Increased Systolic Blood Pressure: In the phase 3 pivotal clinical studies in MF an increase in systolic blood pressure of 20 mmHg or more from baseline was recorded in 31.5% of patients on at least one visit compared with 19.5% of the control-treated patients. In COMFORT-I (MF patients) the mean increase from baseline in systolic BP was 0-2 mmHg on Ruxolitinib Phosphate versus a decrease of 2-5 mmHg in the placebo arm. In COMFORT-II mean values showed little difference between the Ruxolitinib Phosphate-treated and the control-treated MF patients.

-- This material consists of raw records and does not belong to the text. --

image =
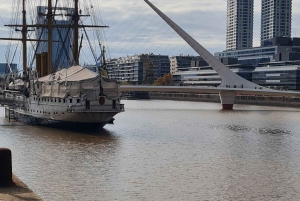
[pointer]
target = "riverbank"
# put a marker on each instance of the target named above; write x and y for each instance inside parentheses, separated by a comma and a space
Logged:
(240, 99)
(17, 192)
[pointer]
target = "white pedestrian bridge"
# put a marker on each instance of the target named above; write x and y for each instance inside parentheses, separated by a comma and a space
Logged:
(227, 95)
(231, 85)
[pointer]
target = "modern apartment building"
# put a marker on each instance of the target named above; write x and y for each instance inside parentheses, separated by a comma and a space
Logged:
(62, 51)
(276, 19)
(138, 69)
(239, 24)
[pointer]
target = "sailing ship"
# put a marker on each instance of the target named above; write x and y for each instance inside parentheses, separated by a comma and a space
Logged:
(56, 93)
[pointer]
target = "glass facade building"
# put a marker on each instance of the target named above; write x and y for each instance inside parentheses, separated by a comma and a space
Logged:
(133, 69)
(239, 33)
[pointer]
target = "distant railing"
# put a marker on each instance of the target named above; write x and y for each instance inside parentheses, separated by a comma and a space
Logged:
(96, 108)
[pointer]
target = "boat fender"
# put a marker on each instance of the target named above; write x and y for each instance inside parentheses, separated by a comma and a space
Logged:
(101, 100)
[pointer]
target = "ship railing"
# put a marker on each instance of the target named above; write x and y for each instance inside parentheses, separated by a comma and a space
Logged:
(96, 108)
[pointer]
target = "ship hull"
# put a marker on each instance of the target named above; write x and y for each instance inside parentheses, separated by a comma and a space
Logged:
(75, 120)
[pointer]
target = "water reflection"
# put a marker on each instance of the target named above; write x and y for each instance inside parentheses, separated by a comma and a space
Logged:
(164, 150)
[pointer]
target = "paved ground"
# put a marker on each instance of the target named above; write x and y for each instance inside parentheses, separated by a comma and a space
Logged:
(17, 192)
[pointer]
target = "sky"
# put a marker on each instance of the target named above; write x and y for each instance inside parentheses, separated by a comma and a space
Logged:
(134, 28)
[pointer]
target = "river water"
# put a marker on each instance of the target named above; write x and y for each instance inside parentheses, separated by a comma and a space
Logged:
(164, 150)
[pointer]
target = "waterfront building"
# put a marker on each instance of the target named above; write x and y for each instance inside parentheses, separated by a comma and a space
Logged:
(275, 49)
(206, 76)
(180, 61)
(4, 69)
(138, 69)
(239, 24)
(276, 19)
(284, 75)
(278, 75)
(62, 51)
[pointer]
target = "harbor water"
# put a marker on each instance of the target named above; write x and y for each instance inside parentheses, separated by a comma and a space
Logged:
(164, 150)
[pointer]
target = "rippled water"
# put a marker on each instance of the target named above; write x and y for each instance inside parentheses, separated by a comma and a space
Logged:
(164, 150)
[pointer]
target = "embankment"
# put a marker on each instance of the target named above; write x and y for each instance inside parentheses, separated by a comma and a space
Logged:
(240, 99)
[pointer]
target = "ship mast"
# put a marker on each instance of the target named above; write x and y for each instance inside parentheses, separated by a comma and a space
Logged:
(76, 27)
(24, 40)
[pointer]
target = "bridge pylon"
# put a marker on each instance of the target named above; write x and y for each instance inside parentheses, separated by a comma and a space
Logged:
(229, 78)
(227, 99)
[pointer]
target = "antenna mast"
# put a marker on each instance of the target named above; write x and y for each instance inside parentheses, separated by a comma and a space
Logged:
(50, 24)
(76, 27)
(24, 40)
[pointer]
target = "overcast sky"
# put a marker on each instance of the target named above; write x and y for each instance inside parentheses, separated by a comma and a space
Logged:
(135, 28)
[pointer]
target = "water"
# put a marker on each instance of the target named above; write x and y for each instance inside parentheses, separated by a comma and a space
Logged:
(164, 150)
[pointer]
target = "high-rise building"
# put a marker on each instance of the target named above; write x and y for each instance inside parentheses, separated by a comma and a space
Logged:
(138, 69)
(62, 50)
(276, 19)
(239, 24)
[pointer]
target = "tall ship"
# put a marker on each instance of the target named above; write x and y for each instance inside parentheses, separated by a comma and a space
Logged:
(53, 87)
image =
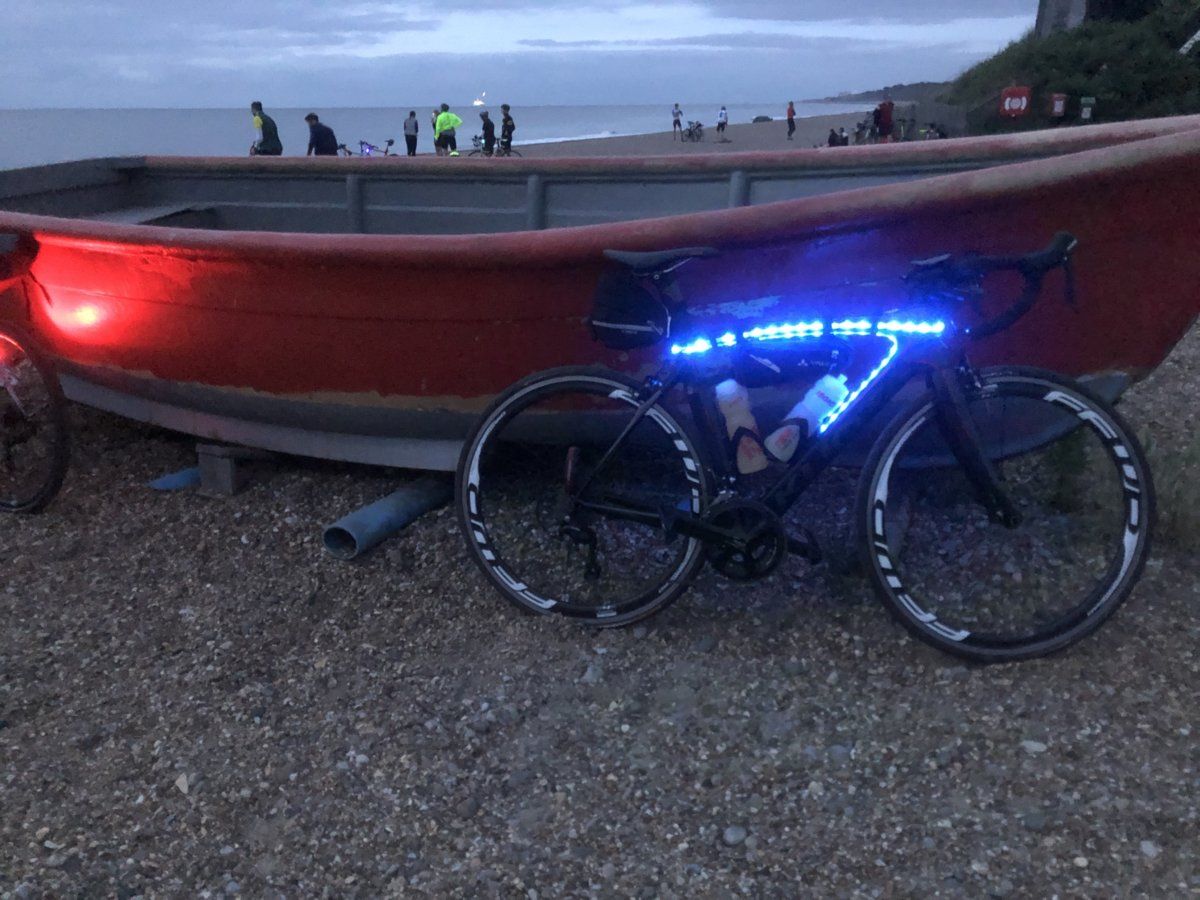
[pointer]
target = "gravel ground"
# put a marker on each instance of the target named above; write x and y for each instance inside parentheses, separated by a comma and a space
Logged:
(196, 700)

In the randomised period of the pivotal study in PV patients, the mean systolic blood pressure increased by 0.65 mmHg in the Ruxolitinib Phosphate arm versus a decrease of 2 mmHg in the BAT arm.
Reporting of Suspected Adverse Reactions: Reporting suspected adverse reactions after authorisation of the medicinal product is important. It allows continued monitoring of the benefit/risk balance of the medicinal product. Healthcare professionals are asked to report any suspected adverse reactions.